As condo buildings and mall complexes began rising around Sam’s, Mr. Midwood was talked into becoming a co-owner of the “lowfalutin’” oasis of live music. Now, hybrid outdoor/indoor venues like this are likely to be the short-term (at least) future of live music in Austin.

“I kind of fell into it over there,” he says. “Now all of a sudden it’s in the middle of like eight new bars, just because of the nature of the city. It’s growing that way.”

Austin “seems like it’s getting back to what it used to be,” he adds. “The same spirit is here, it’s just not in the same place.”

Geography may not be all that shifts. The police killing of George Floyd last summer roiled Austin as much as any other city in the country – for decades, while the city’s overall population has been growing, its Black population has been declining. In that moment, local Black musicians, like Jonathan “Chaka” Mahone and Jackie Venson, gained traction for longstanding campaigns to improve equity for musicians of color, from financial support like the Black Music Fund to more exposure in an industry they feel has long overlooked them.

“In the past I think bookers and promoters had blind spots,” says Akina Adderley, a local Black singer and songwriter. People like Mr. Mahone and Ms. Venson, she says, “have done a great job of capturing that moment to hold our city, and our gatekeepers of artistry, accountable.”

Ms. Adderley has been relatively productive, musically, during the pandemic. She’s recorded and released a single, and recorded back-up vocals for other artists – all done remotely from home. She’s performed live twice, including an audience-less “Austin City Limits” taping with Ms. Venson.

“To be reminded that you could do such a thing, perform music with humans together [and have] all that energy being passed among the band members, was really amazing,” Ms. Adderley says.

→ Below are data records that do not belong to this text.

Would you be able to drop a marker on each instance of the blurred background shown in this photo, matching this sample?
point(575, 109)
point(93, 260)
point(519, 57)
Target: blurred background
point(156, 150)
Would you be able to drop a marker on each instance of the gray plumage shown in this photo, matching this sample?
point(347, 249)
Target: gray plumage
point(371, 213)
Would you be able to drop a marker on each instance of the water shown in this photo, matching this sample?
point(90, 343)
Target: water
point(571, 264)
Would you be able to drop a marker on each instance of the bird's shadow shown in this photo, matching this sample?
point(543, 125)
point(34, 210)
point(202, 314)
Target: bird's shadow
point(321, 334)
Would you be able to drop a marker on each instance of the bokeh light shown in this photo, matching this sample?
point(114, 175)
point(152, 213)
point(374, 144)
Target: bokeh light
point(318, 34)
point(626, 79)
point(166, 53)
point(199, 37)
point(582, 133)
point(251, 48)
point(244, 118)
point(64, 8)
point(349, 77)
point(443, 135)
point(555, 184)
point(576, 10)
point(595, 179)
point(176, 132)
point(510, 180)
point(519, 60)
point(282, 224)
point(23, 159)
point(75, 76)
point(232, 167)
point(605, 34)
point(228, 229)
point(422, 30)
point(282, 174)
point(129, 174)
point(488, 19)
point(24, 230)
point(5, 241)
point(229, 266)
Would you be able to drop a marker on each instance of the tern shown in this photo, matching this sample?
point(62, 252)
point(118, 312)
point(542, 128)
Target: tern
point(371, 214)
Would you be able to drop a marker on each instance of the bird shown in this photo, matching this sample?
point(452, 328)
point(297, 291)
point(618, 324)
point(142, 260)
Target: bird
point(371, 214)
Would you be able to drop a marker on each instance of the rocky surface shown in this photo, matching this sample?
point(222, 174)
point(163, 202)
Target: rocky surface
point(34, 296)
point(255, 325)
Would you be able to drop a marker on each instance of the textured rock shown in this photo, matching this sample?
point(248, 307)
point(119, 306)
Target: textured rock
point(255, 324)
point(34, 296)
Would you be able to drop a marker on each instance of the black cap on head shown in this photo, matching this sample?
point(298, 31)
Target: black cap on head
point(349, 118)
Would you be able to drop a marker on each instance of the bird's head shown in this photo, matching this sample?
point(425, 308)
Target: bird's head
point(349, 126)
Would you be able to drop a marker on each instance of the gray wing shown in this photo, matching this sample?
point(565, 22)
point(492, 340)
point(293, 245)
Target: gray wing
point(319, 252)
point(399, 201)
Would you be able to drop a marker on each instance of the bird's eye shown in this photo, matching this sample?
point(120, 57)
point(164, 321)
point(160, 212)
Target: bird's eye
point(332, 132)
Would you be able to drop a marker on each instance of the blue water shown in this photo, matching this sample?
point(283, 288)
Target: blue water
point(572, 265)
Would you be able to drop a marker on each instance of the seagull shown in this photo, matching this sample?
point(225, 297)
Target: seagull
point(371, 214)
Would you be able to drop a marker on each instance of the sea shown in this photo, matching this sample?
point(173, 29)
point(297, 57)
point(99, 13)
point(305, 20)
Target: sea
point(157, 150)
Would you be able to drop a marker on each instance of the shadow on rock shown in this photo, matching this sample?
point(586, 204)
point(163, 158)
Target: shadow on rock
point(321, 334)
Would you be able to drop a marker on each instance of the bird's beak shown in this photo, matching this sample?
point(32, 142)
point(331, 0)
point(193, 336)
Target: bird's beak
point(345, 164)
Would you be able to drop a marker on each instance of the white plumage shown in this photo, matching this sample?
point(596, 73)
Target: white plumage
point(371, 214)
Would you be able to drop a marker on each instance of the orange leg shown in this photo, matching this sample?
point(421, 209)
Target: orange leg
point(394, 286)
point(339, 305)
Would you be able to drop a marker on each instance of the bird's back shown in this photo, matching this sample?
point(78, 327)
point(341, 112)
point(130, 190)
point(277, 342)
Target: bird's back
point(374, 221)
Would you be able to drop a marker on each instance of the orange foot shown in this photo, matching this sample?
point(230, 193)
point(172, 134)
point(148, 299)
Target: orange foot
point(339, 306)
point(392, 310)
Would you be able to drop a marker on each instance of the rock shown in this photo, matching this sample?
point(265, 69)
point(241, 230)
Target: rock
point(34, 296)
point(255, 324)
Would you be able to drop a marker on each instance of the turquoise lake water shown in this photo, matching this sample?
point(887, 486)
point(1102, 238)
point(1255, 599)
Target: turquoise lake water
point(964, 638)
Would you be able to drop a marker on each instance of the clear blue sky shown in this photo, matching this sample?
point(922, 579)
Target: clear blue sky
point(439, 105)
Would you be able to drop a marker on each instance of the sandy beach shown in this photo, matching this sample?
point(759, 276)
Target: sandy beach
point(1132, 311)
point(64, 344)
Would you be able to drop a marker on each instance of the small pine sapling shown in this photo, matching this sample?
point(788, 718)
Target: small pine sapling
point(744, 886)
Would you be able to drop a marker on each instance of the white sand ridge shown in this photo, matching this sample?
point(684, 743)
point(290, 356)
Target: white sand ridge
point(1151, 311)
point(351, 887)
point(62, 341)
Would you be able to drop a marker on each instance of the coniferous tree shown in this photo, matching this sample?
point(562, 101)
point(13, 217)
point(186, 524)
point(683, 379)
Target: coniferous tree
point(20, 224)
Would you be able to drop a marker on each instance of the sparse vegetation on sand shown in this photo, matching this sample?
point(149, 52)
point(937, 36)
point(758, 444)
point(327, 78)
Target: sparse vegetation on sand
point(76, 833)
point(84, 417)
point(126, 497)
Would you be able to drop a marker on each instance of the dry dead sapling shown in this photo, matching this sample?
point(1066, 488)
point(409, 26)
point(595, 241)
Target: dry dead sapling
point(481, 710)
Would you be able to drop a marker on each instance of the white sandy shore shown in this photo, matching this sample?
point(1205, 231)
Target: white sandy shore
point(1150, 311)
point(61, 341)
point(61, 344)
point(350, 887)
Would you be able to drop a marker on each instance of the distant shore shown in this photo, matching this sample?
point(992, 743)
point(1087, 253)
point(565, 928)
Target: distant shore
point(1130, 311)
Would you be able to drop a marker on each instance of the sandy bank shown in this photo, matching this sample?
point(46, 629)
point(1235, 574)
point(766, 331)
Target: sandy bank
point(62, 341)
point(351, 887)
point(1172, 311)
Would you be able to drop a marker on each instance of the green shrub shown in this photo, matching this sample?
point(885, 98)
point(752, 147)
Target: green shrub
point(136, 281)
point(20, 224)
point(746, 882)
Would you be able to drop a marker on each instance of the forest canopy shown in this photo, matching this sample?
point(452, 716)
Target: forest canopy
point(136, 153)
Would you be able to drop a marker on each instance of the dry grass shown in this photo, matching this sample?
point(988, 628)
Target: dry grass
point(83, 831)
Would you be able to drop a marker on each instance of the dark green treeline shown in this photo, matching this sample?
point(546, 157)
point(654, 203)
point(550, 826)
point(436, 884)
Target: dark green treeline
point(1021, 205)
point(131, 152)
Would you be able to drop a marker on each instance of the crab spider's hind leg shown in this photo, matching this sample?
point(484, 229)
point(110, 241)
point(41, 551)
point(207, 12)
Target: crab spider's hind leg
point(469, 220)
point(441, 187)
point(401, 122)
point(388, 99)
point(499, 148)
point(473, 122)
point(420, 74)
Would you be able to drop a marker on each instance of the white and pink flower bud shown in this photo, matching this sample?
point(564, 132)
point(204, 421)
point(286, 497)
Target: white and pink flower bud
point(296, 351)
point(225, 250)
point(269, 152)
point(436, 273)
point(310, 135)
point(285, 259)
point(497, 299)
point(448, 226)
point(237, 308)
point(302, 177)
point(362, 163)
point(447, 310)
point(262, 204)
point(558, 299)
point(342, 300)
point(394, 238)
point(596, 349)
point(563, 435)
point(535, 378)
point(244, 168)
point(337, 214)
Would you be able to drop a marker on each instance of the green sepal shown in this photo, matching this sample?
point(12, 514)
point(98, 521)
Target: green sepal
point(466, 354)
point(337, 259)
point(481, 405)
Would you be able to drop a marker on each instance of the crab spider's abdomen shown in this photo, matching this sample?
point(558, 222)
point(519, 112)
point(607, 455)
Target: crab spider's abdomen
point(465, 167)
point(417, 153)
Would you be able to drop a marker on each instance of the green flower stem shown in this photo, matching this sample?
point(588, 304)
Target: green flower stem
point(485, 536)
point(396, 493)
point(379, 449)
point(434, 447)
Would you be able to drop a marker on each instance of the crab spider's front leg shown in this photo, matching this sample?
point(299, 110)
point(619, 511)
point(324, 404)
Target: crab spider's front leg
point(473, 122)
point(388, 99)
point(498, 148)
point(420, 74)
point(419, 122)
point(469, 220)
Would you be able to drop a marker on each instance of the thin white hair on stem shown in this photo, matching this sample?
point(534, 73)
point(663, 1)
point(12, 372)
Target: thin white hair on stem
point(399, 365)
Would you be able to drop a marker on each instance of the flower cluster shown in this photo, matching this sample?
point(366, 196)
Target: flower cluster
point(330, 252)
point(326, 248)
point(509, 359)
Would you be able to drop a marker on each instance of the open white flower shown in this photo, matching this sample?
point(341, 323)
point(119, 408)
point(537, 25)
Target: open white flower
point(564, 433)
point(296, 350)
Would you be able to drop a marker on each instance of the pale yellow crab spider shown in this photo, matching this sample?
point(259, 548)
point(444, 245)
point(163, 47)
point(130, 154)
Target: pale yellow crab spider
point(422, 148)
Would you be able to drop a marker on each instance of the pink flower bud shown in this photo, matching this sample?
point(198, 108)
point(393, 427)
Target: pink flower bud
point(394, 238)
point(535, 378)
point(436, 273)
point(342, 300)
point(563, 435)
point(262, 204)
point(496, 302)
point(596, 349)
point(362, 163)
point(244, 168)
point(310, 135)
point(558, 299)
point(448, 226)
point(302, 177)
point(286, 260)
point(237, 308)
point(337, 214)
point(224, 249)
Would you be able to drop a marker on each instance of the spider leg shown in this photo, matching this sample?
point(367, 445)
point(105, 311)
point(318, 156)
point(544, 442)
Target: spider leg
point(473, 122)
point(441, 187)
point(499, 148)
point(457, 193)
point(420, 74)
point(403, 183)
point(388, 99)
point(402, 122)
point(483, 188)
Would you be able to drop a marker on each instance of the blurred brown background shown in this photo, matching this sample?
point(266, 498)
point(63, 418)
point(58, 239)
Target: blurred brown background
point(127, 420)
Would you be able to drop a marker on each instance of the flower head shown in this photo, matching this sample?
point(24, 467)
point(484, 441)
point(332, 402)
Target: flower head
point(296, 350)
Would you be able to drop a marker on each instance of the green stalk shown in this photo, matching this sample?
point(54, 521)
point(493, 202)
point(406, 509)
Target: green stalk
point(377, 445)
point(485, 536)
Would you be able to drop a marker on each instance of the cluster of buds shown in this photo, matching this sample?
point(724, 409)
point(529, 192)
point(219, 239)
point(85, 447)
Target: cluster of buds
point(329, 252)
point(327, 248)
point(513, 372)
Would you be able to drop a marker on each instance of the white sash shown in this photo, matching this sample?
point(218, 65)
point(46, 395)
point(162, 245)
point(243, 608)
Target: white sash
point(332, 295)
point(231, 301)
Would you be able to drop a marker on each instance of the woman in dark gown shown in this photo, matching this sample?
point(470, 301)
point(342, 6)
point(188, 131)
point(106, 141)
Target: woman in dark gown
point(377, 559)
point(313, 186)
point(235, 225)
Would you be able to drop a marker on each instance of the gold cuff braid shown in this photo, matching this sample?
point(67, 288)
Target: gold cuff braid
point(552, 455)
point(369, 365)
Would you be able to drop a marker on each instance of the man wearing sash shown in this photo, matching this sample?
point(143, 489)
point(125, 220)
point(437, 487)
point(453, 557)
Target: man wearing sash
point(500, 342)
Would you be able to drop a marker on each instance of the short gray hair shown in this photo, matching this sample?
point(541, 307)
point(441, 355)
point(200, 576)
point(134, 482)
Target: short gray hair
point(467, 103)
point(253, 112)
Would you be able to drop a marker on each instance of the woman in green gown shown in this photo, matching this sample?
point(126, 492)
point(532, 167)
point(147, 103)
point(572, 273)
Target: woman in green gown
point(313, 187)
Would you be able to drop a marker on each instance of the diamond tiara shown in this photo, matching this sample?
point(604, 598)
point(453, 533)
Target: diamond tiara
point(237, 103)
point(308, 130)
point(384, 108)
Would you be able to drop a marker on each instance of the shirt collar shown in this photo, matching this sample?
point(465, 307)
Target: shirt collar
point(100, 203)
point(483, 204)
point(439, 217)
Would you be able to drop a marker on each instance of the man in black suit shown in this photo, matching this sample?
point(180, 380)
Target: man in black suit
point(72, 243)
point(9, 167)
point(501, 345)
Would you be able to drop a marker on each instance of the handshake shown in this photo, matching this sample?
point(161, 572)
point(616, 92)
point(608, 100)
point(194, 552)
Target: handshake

And it’s evidence of how music in Austin can adapt and survive even through these toughest of times, she adds.

“Our greatest resource is the people and the community and the really creative folks we have,” she continues. With that “we definitely have a shot at just not necessarily rebuilding, but starting anew.”

Mr. Graham yearns for that. The past year has been a shadow of his normal life. He starts his livestream at 7 p.m. every Wednesday. That’s when, for almost 25 years, he’s taken the stage at The Continental Club – the same stage where, for $2 in the 1980s, he could hear Stevie Ray Vaughan.

On a cold Wednesday night in February, Mr. Graham nestles into a floral print sofa with his son, William, performing with him. Bold black glasses accentuate his thick white beard and gray beanie. Hugging a guitar, he thanks the few dozen Facebook Live viewers who’ve been listening. He shouts, he laughs, and he sings of moonlit skies and Amsterdam sunshine “sweeter than Van Gogh yellow.” But it’s all bittersweet.

He notices that the one live audience member, his dog Winston, has slept through it. He doesn’t know when he’ll return to The Continental Club, but when he does, he says, he’ll probably cry.

“I don’t see an unchanged society coming after this,” he adds. “But the griot, the troubadour, the vaudevillian – they have never gone without work.”